There has been a lot of attention and scrutiny to flight tracking maps in the last few days, so we've made some great improvements to route visualization and have a few updates to help everyone understand what they're seeing and how the data is derived.
In areas of limited coverage (for example, over an ocean or a rural part of the world), it is possible for FlightAware to not receive position updates from the airplane for an extended period. When tracking an airborne flight that has left our coverage area, you'll notice that the airplane icon changes from green to hollow white, a range ring is drawn around the airplane, and the word "ESTIMATED" is written next to the airplane icon. Once we receive the next position update, we suppress the estimated positions from the map and draw a line from the last known position to the next position. We've made two changes to improve how we handle this situation:
- When there's a coverage gap, we now draw the track gap in white, not green, so it's clear which part was out of range.
- When we draw the coverage gap, we no longer draw a flat, straight line on the image; we now project the great circle route that takes into account the curvature of the earth and the route an airplane will fly.
These changes will make it much easier to understand FlightAware maps and the changes are retroactive, so flight maps that you've looked at in the past might appear slightly different, although the underlying data hasn't changed. You can always click "track log & graph" on any flight to see the raw data, or click the Google Earth icon to export the positions to a KML file.
Of course, it's still important to understand that the white line reflects a lack of data and you can't draw any conclusions from it, since it may suggest that, for example, a flight flew through a country that it really deviated around. We are constantly working to improve our coverage and more data sources are added almost daily.

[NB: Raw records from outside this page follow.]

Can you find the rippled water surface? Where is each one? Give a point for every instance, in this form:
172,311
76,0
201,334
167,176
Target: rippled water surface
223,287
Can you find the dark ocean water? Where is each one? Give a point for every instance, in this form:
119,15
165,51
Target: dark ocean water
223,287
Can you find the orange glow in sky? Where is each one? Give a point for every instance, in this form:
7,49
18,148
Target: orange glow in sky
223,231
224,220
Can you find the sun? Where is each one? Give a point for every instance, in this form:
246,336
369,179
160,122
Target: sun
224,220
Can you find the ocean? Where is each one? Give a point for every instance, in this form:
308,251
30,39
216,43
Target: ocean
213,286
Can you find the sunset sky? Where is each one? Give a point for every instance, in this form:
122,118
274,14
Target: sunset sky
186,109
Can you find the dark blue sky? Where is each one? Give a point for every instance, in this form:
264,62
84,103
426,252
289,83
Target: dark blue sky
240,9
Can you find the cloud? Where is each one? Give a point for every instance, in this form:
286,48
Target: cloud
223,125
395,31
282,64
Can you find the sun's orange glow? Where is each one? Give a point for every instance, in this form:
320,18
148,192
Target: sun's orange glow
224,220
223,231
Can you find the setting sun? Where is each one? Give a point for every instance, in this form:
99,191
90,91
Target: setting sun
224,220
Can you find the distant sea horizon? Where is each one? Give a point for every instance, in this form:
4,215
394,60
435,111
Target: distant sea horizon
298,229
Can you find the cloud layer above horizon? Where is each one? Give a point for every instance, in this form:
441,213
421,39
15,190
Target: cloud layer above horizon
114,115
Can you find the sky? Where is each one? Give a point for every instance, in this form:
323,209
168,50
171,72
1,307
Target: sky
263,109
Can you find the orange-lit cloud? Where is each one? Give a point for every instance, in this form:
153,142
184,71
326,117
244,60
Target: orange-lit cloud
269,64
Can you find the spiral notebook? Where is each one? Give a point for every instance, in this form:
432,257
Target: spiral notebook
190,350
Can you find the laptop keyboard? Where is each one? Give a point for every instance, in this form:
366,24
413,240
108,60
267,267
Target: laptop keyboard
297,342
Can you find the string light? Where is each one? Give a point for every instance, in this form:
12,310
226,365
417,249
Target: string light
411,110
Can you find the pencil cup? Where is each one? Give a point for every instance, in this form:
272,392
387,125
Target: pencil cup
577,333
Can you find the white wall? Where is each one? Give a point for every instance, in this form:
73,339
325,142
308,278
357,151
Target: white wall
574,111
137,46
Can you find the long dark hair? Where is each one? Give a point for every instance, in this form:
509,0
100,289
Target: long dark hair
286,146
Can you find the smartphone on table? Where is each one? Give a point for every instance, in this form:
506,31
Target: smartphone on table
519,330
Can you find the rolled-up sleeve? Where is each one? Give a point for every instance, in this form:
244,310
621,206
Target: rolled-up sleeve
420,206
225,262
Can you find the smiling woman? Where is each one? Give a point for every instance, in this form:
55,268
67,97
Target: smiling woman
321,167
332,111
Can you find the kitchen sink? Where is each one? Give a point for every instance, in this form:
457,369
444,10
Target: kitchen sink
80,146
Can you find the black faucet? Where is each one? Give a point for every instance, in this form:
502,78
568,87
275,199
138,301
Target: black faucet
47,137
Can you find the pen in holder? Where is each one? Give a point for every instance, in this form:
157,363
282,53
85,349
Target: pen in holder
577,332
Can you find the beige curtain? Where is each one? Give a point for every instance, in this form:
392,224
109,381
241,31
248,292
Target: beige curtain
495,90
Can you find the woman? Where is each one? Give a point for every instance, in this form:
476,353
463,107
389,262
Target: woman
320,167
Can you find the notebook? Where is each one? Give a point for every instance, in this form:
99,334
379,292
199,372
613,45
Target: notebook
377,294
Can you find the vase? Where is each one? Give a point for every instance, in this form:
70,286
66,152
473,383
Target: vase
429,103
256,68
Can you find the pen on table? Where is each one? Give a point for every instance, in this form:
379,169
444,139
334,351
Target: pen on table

When tracking an airborne flight, it's also important to understand that not all of FlightAware's data sources are real-time. For example, although the vast majority of our data is real-time, some data is intentionally delayed several minutes due to government restrictions or sent to us via satellite datalink takes minutes to reach us, so it's possible that we may estimate a plane's position for a few minutes if it's out of normal coverage and then receive a position update that's minutes old, and the track line will change retroactively to reflect this. In some circumstances, FlightAware's systems improve accuracy by scoring position reports based on data from other sources; real-time data (like ADS-B) isn't indiscriminately displayed on the site without automated analysis using our data verification algorithms. Although this can result in slightly delayed information, these automatic processes and updates are all part of the process of aggregating over a hundred data sources to provide the most accurate flight tracking possible.
Different Users with Different Access
Occasionally, you may see an airline release a FlightAware-branded map that contains data that is different or not available on FlightAware.com. This is because many airlines are customers of FlightAware's commercial services
and have access to restricted data, either directly from the aircraft's flight management system or from a source that doesn't allow instant public dissemination of this data. Some airlines do allow us to redistribute their internal data and we're always working with customers and partners to make more available on our web site.
We hope this clarifies the data you see on FlightAware and provides some insight into all the work that goes into providing it.